Por Vitória Torres*
A proposta de emenda constitucional (PEC) 10/22, a chamada de PEC do plasma — que permitiria a comercialização de sangue e derivados —, é uma ameaça à solidariedade entre os doadores e à qualidade dos produtos sanguíneos, e representa um retrocesso na política de saúde do Brasil. A crítica é do secretário de Ciência, Tecnologia e Inovação do Ministério da Saúde, Carlos Gadelha, e foi feita na edição de ontem do CB.Saúde — uma parceria entre o Correio Braziliense e a TV Brasília. Conforme enfatizou, a PEC "é um desserviço pois irá desestimular a doação voluntária".
"Há o risco de redução (nas doações de sangue) por criar uma desconfiança na população que, até hoje, não conseguiu recuperar a taxa de vacinação que tinha no Brasil. Vamos desestimular a doação voluntária. Precisamos escutar a Organização Mundial da Saúde (OMS) quando ela fala que sangue não deve ser comercializado", exortou Gadelha, em entrevista concedida às jornalistas Carmen Souza e Rosana Hessel.

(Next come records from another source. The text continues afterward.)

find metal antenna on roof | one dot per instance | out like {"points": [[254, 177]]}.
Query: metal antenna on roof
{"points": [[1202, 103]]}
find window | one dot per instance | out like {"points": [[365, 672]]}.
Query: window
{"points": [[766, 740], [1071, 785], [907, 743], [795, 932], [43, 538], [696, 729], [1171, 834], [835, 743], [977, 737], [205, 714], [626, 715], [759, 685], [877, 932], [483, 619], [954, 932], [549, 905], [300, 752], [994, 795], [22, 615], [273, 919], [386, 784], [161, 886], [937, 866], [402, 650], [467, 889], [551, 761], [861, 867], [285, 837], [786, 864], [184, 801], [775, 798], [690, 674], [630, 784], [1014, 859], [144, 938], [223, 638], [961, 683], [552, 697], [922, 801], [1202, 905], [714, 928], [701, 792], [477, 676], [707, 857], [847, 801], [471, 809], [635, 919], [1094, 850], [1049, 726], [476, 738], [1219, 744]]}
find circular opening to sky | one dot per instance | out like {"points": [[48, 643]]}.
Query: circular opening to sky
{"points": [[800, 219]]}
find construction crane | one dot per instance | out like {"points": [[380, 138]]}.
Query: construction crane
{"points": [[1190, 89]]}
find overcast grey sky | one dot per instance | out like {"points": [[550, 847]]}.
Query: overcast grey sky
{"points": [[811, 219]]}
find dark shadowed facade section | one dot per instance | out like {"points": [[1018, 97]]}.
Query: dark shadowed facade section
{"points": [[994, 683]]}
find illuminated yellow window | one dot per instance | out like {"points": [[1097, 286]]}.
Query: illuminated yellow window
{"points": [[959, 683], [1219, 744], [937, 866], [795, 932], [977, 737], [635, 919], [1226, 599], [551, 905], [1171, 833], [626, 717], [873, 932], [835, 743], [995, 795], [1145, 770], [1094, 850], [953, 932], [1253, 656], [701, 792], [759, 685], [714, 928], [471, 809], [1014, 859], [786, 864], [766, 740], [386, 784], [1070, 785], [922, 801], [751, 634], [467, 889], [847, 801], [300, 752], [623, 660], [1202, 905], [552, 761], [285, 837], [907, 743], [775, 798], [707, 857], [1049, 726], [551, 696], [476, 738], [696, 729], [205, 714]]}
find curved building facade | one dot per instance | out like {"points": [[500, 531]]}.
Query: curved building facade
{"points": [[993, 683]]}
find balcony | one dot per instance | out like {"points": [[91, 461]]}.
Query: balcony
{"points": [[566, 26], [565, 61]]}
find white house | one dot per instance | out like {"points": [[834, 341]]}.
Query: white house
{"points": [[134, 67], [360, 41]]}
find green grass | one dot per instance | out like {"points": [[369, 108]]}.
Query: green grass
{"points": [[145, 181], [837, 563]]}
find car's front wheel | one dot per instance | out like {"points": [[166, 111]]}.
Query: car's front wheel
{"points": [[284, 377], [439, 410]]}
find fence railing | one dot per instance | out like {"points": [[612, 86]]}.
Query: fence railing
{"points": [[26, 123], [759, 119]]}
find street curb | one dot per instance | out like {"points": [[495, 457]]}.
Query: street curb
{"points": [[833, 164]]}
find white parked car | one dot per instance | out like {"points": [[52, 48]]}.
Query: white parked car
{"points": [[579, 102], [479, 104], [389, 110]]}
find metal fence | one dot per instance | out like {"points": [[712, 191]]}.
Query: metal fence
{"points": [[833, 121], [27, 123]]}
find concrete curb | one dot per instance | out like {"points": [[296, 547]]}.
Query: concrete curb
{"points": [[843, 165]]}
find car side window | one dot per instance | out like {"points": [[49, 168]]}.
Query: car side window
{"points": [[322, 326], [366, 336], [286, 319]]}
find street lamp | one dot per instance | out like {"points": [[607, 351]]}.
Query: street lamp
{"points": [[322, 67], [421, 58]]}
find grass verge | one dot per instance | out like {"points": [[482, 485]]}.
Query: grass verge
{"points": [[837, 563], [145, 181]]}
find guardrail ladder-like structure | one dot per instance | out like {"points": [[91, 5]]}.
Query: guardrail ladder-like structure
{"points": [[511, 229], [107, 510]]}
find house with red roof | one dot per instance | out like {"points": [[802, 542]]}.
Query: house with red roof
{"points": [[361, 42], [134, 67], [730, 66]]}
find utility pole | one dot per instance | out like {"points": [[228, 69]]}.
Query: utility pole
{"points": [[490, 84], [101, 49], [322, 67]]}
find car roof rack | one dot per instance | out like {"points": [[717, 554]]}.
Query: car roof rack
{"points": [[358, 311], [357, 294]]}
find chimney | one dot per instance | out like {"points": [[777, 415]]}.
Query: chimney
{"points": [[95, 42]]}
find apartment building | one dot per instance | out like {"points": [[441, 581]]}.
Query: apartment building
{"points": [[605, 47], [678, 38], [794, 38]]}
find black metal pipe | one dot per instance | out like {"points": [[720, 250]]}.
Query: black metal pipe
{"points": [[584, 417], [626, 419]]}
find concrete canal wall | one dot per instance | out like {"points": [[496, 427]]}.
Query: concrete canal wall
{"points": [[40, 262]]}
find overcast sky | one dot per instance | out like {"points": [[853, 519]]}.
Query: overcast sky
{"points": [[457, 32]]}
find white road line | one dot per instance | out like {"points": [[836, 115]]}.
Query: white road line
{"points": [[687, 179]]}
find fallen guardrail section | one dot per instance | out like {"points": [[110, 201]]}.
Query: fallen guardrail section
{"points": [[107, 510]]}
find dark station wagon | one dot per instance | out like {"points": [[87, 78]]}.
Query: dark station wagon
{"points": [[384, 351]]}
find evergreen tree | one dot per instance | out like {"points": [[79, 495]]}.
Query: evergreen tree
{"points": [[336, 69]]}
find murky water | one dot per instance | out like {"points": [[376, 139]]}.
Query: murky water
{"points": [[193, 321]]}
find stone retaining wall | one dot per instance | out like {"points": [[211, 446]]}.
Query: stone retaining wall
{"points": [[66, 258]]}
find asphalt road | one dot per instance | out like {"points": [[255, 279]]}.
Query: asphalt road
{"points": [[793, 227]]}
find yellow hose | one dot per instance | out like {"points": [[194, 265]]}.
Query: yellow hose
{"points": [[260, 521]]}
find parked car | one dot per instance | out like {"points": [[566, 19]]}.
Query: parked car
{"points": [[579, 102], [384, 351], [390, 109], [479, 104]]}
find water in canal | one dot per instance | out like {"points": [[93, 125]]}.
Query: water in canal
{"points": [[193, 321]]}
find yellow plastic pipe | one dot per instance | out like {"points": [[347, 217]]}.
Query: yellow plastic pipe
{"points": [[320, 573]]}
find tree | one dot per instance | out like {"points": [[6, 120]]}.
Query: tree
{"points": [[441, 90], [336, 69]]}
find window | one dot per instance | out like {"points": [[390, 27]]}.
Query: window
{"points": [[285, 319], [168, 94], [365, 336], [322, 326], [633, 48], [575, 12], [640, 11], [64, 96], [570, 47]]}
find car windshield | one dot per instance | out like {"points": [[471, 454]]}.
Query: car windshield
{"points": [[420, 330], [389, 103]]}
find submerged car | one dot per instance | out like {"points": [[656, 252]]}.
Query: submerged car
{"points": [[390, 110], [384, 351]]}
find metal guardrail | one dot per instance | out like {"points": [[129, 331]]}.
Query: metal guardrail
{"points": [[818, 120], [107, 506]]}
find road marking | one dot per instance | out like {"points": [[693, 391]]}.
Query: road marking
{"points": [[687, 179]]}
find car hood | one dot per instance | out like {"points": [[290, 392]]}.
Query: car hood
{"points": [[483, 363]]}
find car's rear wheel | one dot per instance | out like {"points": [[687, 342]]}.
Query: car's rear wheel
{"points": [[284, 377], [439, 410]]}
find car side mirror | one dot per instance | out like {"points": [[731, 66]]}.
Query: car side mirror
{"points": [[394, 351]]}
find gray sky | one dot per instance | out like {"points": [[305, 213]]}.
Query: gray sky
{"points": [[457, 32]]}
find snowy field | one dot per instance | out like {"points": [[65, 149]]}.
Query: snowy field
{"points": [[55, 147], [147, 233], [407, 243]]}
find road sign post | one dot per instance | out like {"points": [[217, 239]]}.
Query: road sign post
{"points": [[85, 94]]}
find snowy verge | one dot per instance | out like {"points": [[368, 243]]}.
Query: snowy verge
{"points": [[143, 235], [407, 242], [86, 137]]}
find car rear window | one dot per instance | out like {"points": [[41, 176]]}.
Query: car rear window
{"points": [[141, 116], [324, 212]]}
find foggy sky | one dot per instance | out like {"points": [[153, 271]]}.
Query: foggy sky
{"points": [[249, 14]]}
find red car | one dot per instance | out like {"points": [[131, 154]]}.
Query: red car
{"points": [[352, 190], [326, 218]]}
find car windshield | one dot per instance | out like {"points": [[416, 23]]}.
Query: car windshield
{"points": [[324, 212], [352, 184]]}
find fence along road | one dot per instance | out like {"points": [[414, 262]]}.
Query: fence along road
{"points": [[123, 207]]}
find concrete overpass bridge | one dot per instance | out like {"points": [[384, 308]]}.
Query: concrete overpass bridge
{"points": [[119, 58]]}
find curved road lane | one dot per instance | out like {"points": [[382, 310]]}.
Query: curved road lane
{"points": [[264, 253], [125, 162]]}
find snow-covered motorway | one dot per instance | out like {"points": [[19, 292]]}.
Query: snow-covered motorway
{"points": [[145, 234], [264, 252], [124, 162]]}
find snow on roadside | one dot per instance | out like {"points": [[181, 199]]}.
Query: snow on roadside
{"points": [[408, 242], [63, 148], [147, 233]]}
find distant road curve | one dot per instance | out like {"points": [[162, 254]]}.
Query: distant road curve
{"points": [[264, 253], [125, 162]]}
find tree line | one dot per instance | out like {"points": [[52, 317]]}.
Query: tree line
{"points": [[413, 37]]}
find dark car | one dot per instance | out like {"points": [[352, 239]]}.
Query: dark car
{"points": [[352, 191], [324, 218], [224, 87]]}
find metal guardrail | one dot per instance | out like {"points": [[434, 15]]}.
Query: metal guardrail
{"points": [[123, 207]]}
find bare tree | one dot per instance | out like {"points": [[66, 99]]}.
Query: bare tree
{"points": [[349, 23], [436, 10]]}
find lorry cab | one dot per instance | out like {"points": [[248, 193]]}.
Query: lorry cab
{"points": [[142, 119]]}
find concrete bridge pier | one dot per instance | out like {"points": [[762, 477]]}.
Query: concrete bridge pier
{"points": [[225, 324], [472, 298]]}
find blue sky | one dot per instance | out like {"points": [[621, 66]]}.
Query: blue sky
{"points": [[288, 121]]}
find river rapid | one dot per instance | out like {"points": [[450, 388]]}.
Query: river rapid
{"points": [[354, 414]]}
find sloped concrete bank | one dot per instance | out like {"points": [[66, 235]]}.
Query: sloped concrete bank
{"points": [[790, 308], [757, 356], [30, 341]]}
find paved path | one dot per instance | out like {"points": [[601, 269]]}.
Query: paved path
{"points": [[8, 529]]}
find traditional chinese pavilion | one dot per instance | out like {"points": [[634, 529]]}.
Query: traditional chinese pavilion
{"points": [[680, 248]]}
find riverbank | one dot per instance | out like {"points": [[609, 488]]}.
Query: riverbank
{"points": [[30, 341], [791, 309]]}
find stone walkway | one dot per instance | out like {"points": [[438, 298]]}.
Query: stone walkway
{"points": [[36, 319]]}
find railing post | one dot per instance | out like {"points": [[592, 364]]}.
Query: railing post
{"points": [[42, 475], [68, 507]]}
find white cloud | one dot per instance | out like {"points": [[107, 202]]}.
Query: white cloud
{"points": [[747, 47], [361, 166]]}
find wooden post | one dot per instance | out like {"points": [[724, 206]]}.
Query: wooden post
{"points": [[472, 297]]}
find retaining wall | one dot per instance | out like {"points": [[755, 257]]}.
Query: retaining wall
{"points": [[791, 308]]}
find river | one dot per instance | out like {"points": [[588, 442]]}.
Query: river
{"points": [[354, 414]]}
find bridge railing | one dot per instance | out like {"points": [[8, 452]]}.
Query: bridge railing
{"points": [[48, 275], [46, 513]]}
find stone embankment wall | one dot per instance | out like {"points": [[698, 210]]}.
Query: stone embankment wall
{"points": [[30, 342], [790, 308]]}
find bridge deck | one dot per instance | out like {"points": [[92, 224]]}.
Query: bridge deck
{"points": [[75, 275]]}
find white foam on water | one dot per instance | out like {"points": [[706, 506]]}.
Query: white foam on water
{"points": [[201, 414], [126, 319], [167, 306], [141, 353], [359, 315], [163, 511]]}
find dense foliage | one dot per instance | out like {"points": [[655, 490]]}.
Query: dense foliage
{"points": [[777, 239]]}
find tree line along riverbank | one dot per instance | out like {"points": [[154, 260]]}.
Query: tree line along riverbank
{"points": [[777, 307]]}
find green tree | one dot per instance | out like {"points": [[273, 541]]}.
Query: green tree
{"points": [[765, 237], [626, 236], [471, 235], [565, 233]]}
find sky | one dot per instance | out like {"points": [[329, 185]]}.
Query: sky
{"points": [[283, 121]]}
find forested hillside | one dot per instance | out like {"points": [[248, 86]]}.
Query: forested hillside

A PEC do plasma foi aprovada, na quarta-feira, na Comissão de Constituição e Justiça (CCJ) do Senado, por 15 x 11. De autoria do senador Nelsinho Trad (PSD-MS), segue agora para o Plenário da Casa. Segundo Gadelha, o risco de essa matéria ser aprovada é que pode afetar a qualidade dos hemoderivados e prejudicar o investimento do governo federal na Empresa Brasileira de Hemoderivados e Biotecnologia (Hemobrás) — "uma organização que não desperdiça nenhum produto e garante a qualidade do sangue e de seus derivados".
"A população brasileira é solidária e cooperativa. Quiseram destruir esse sentimento de solidariedade, mas não conseguiram. Os brasileiros fazem mais de 3 milhões de doações de sangue voluntárias (por ano)", explicou. Em 2022, o Brasil registrou 3,1 milhões de coletas, segundo dados do Ministério da Saúde.
A PEC do plasma foi duramente criticada pela Fundação Oswaldo Cruz, que, por meio de nota, corrobora a posição contrária do Ministério da Saúde. "A aprovação da PEC pode causar sérios riscos à Rede de Serviços Hemoterápicos do Brasil e ao Sistema Nacional de Sangue, Componentes e Hemoderivados. A comercialização de plasma pode trazer impacto negativo nas doações voluntárias de sangue, pois há estudos que sugerem que, quando as doações são remuneradas, as pessoas podem ser menos propensas a doar por motivos altruístas", salienta.
Investimento
Segundo Gadelha, o governo federal pretende investir R$ 42 bilhões no Complexo Econômico Industrial da Saúde — que visa fortalecer a soberania nacional no desenvolvimento de medicamentos, impulsionar a pesquisa e garantir a entrega produtos de qualidade à sociedade. "No campo dos insumos farmacêuticos, ativos que protegem e são responsáveis pelo efeito terapêutico, a dependência (da importação) é de 95%. Só vamos poder ter um Sistema Único de Saúde que seja soberano, autônomo e capaz de garantir a vida quando tivermos tecnologia e capacidade produtiva no Brasil", explicou.
A prova da necessidade de se investir no desenvolvimento e na pesquisa de medicamentos está, conforme lembrou o secretário, no desempenho da Fiocruz e do Instituto Butantan durante a pandemia de covid-19. O problema é que ambos dependeram da importação de insumos básicos para que pudessem fabricar imunizantes em quantidade. "As parcerias ensinaram a fazer produtos biotecnológicos. Graças a isso que eles puderam responder rapidamente na produção de vacinas na pandemia", disse.
Para Gadelha, o investimento no Complexo Econômico Industrial da Saúde fortalece a capacidade do Brasil de produzir internamente o que é necessário para garantir o funcionamento do Sistema Único de Saúde (SUS).